I think it’s a good idea with ‘simple’ and ‘deluxe’. I would save the glow for the deluxe version to keep the ‘simple’ preset simple will your mask work with non integer scaling too? I’m interested to see it
I had the same thoughts about GTU but not the skill or knowledge to improve it like this, so this instantly became my favorite scanline implementation.
I was never able to get crt-royale or crt-guest-advanced to give me convincing performance with PC-98 games no matter what I did, but yours (after some code changes and additions on my end) I was able to get basically perfect.
I hadn’t kept up with this thread since May, but I had been adding the features I wanted to see on my own since then and kept forgetting to share.
Anyway, the version I’m happy with has:
- A simple subpixel mask implementation inspired from the Filty Pants blog post (ran out of links I can post, sorry)

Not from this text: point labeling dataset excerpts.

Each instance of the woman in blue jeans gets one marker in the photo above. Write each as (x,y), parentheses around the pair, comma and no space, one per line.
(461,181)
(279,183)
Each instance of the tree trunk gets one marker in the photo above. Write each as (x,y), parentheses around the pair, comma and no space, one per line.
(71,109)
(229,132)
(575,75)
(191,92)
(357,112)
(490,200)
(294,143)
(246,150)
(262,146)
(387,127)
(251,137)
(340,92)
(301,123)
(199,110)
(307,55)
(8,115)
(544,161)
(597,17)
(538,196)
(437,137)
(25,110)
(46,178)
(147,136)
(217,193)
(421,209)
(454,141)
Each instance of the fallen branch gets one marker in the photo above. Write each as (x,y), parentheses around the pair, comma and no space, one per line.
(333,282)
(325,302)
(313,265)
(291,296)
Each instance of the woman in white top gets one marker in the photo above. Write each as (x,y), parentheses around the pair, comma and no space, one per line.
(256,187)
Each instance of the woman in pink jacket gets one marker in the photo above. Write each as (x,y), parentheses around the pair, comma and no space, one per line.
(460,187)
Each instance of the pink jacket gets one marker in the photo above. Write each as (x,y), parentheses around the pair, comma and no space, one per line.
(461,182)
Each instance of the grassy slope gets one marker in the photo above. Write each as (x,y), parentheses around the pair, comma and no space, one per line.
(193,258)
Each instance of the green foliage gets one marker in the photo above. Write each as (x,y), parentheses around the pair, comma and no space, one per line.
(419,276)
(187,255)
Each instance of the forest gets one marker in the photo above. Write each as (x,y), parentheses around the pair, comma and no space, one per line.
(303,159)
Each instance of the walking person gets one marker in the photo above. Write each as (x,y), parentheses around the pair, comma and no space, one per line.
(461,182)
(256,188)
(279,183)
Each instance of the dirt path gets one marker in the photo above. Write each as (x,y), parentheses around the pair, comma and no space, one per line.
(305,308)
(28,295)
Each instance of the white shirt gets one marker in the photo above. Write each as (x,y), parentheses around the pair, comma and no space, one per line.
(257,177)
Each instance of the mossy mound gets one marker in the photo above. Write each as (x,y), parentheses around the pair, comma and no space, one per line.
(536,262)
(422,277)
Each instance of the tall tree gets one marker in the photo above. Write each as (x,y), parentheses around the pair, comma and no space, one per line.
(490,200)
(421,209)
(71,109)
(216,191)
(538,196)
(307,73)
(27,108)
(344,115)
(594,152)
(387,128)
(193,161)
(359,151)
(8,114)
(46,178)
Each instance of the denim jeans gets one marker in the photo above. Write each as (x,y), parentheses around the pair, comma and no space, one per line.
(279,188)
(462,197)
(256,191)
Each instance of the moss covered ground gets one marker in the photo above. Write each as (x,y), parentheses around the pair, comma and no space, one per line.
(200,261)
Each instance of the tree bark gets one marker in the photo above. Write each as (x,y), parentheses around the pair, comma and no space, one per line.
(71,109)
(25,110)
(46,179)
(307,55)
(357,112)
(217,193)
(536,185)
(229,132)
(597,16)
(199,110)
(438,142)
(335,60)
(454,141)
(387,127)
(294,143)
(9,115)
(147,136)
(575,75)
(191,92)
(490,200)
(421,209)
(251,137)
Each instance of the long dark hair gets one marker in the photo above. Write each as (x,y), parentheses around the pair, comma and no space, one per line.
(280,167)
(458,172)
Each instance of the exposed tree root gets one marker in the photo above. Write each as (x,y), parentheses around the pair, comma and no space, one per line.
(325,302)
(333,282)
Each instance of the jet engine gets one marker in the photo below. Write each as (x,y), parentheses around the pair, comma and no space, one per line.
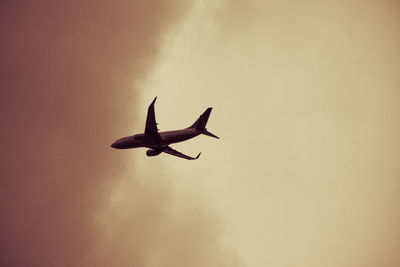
(152,152)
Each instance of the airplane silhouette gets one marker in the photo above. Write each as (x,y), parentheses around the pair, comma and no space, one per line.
(158,142)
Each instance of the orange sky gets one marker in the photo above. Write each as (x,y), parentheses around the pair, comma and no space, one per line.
(305,100)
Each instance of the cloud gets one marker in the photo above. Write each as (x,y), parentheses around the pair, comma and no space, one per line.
(68,73)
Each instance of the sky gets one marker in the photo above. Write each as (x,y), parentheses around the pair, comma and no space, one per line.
(305,100)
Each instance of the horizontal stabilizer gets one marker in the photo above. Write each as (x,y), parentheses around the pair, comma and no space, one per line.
(209,134)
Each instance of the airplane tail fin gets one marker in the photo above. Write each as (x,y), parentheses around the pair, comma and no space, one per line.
(201,123)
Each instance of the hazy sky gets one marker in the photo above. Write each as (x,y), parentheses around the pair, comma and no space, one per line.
(305,99)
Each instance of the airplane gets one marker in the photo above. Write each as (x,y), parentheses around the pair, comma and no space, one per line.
(158,142)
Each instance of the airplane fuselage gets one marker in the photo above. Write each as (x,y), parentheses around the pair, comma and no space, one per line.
(167,138)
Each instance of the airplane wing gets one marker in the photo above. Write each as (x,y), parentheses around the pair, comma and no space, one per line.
(151,124)
(173,152)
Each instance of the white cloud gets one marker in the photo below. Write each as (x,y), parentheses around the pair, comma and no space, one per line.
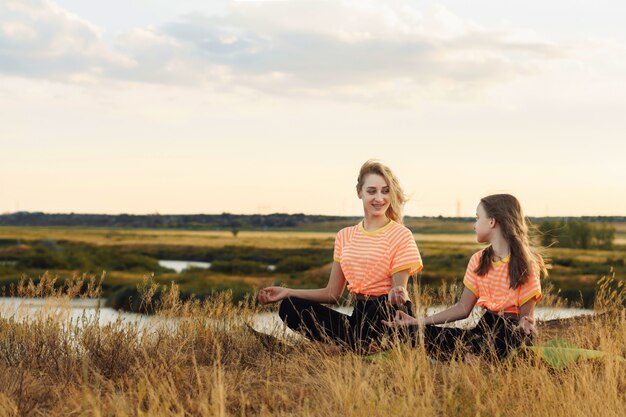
(42,40)
(345,49)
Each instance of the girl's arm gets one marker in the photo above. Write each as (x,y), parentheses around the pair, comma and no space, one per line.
(330,294)
(461,310)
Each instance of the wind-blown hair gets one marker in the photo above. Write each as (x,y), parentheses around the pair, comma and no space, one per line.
(525,259)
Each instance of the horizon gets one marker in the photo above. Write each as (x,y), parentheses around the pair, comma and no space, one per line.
(292,214)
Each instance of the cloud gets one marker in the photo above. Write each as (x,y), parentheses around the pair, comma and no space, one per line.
(349,49)
(39,39)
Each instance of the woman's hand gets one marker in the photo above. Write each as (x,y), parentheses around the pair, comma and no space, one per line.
(273,294)
(526,325)
(398,296)
(402,319)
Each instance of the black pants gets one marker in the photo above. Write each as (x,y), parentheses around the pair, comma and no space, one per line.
(356,331)
(493,338)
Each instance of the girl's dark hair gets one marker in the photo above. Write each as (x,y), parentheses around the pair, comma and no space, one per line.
(524,258)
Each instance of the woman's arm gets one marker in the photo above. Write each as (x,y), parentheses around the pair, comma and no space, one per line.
(461,310)
(398,295)
(527,317)
(330,294)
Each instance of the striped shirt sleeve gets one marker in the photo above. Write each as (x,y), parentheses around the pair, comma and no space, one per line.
(406,255)
(471,278)
(338,246)
(530,290)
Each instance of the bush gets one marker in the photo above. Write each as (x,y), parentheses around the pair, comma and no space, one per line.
(576,234)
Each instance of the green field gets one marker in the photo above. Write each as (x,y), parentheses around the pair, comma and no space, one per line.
(301,258)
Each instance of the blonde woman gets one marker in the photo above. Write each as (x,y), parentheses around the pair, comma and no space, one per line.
(374,258)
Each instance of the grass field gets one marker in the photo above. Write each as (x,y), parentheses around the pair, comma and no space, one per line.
(210,364)
(300,256)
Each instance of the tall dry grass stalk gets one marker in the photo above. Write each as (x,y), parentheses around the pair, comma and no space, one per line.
(205,362)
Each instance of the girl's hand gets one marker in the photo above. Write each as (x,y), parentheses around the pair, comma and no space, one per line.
(402,319)
(526,325)
(398,296)
(272,294)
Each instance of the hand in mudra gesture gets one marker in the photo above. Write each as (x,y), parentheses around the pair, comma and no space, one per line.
(401,319)
(398,296)
(272,294)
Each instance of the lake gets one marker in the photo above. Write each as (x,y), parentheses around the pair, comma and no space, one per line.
(77,310)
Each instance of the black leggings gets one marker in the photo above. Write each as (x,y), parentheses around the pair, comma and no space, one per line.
(356,331)
(493,338)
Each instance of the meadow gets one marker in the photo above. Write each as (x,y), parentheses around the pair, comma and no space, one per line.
(242,263)
(209,362)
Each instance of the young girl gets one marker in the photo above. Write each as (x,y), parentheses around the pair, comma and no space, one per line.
(503,278)
(375,258)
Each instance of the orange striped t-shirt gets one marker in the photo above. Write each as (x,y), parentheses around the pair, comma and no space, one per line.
(494,291)
(369,259)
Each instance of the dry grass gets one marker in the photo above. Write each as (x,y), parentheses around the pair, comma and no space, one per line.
(209,364)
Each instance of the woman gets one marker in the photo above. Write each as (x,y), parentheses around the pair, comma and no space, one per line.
(374,258)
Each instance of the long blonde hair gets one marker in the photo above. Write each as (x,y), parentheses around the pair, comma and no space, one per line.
(398,198)
(525,259)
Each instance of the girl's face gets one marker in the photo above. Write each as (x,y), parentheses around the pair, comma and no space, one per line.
(375,195)
(484,225)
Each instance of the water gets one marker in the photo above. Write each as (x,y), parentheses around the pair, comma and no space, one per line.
(180,266)
(81,310)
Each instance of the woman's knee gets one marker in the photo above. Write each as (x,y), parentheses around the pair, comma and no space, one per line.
(290,307)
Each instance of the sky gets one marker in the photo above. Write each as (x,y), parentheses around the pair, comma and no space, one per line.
(263,106)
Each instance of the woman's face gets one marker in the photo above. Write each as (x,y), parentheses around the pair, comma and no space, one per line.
(375,195)
(483,225)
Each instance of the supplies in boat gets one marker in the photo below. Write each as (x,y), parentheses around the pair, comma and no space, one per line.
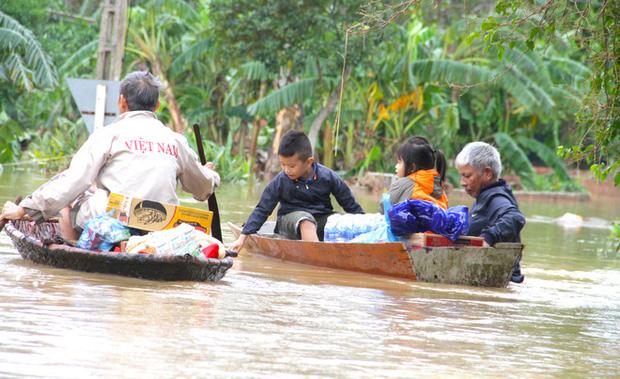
(345,227)
(413,216)
(181,240)
(102,233)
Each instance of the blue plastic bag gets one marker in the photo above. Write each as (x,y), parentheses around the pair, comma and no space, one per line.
(383,231)
(415,216)
(102,232)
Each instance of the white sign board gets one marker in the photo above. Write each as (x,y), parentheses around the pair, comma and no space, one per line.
(86,97)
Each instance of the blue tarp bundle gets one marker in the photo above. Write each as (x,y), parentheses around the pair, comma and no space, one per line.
(414,216)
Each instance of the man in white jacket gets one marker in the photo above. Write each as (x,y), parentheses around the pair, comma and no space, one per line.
(137,156)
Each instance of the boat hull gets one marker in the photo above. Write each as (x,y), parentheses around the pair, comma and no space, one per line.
(38,243)
(464,265)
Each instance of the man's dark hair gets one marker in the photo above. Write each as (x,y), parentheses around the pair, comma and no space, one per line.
(141,90)
(295,142)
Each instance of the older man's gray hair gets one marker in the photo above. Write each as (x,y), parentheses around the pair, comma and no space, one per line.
(480,155)
(141,90)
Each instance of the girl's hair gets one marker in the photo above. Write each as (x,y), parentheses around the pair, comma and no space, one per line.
(419,152)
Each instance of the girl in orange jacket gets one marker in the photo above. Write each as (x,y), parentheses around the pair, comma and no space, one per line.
(421,172)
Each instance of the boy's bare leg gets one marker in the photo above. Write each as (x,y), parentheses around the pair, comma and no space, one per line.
(308,231)
(66,230)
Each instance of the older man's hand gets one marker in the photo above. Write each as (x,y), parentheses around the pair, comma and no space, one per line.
(12,211)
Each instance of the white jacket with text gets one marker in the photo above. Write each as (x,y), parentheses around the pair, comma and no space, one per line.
(137,156)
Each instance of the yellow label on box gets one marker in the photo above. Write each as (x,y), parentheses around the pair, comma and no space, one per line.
(152,215)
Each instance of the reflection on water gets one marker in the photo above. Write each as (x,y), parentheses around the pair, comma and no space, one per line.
(270,317)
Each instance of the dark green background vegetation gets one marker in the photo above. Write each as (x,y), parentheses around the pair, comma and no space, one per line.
(532,78)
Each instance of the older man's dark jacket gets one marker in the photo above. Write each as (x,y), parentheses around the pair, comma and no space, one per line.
(495,216)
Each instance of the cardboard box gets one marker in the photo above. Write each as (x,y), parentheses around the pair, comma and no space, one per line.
(152,215)
(436,240)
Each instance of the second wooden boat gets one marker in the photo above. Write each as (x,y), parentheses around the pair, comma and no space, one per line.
(459,263)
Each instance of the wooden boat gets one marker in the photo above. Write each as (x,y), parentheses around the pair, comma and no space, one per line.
(421,257)
(41,243)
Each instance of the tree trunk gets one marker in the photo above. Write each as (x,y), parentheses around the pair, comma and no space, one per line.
(178,123)
(325,112)
(328,152)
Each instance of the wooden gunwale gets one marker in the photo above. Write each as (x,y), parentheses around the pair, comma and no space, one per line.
(468,265)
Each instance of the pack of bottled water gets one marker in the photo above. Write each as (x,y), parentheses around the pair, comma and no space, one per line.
(345,227)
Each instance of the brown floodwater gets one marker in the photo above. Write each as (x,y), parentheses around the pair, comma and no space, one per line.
(268,317)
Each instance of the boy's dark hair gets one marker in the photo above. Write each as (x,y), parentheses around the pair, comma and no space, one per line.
(295,142)
(418,150)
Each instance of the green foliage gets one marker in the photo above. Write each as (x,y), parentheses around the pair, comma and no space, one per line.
(515,158)
(593,28)
(291,94)
(22,59)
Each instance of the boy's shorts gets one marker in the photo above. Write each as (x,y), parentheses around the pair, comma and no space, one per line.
(288,225)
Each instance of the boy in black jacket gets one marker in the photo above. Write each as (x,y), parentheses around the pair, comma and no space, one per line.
(495,215)
(303,190)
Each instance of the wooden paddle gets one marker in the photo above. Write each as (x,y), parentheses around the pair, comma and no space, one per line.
(18,199)
(216,228)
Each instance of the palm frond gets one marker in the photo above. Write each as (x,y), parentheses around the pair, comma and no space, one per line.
(79,58)
(35,59)
(255,70)
(448,71)
(526,91)
(547,155)
(293,93)
(189,55)
(515,158)
(18,72)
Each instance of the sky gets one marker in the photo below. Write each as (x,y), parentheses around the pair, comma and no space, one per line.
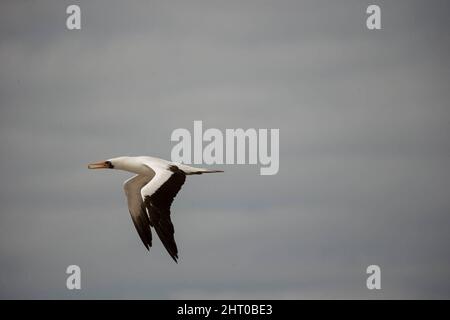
(364,126)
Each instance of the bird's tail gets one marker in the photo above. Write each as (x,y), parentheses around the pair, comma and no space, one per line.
(191,170)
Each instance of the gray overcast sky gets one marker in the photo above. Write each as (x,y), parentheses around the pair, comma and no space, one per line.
(364,147)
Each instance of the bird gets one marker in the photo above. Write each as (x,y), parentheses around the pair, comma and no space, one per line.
(150,194)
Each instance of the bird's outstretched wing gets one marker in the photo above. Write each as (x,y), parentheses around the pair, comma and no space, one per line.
(158,195)
(137,209)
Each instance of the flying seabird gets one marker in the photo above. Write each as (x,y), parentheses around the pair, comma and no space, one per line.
(150,194)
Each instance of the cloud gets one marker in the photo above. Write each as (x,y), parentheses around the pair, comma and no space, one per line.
(363,148)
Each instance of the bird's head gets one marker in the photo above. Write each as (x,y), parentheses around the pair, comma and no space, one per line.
(107,164)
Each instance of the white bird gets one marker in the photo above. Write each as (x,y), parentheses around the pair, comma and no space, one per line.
(150,194)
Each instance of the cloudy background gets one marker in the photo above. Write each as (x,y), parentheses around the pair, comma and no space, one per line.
(364,147)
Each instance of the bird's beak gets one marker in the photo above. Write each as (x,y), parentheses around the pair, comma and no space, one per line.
(99,165)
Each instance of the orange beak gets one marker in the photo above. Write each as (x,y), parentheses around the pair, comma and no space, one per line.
(99,165)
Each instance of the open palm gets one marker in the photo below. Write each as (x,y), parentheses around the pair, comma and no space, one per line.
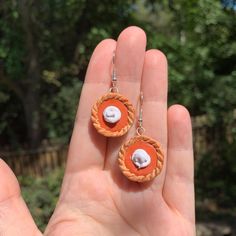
(96,199)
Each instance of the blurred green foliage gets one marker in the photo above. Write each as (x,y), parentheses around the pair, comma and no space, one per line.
(198,38)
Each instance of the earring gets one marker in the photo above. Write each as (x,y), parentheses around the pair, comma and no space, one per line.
(141,158)
(112,115)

- VGA line-doubling mode for DOS games.
- Constant brightness regardless of scanline width (just a scale factor of 1/(scanline width)^2; I don’t know how physically-justifiable it is).
- A semi-fixed scanline width mode that uses a reference resolution instead of matching the input resolution, so games that switch resolution don’t also switch monitors. (It scales with the square root of vertical lines, and seems to work fine even if scanlines overlap.)
- Wider resolution range (I’m sure there’s a good reason for scaling to 907 horizontal pixels, but by using half the display resolution instead I can use this shader for Darius or even SVGA.)
- Integration with the NTSC color fringing simulation from crt-guest-advanced-ntsc.
- A new shader I’ve written to combine a Famicom palette generator with crt-guest-advanced-ntsc for proper artifact colors in NES games (I should probably figure out how to contribute it over there…).
- Presets for various systems, including one that looks really good for PC-98 games
Currently at https://github.com/NonWonderDog/crt-beans/tree/nwd but I branched it in May and it’s not up-to-date with the latest yet.
Caveat is that I’m not as performance-focused, so it’s probably much slower. It works full speed with SEGA Naomi games in Flycast at 1080p on my Nvidia Shield, though, which was my performance target.
Also I had broken my dev setup on my desktop a while ago and was lax about git commits. Sorry.
Dunno what’s wrong with my Imgur account, but here’s an album on vgy:
And when I said that I couldn’t get any other shader to work on the PC-98, this is what I meant:
The text is just flat-out illegible on anything newer than an early-90’s 0.41 mm dot-pitch 31 kHz PC monitor. But with this shader (with a mask pass added), I can emulate one.
What is the resolution that you are playing at?
@md2mcb In a way this is sort of an evolution of the GTU shader. GTU was one of my inspirations for it. The lowpass filtering does basically the same thing, but the scanline simulation is completely new.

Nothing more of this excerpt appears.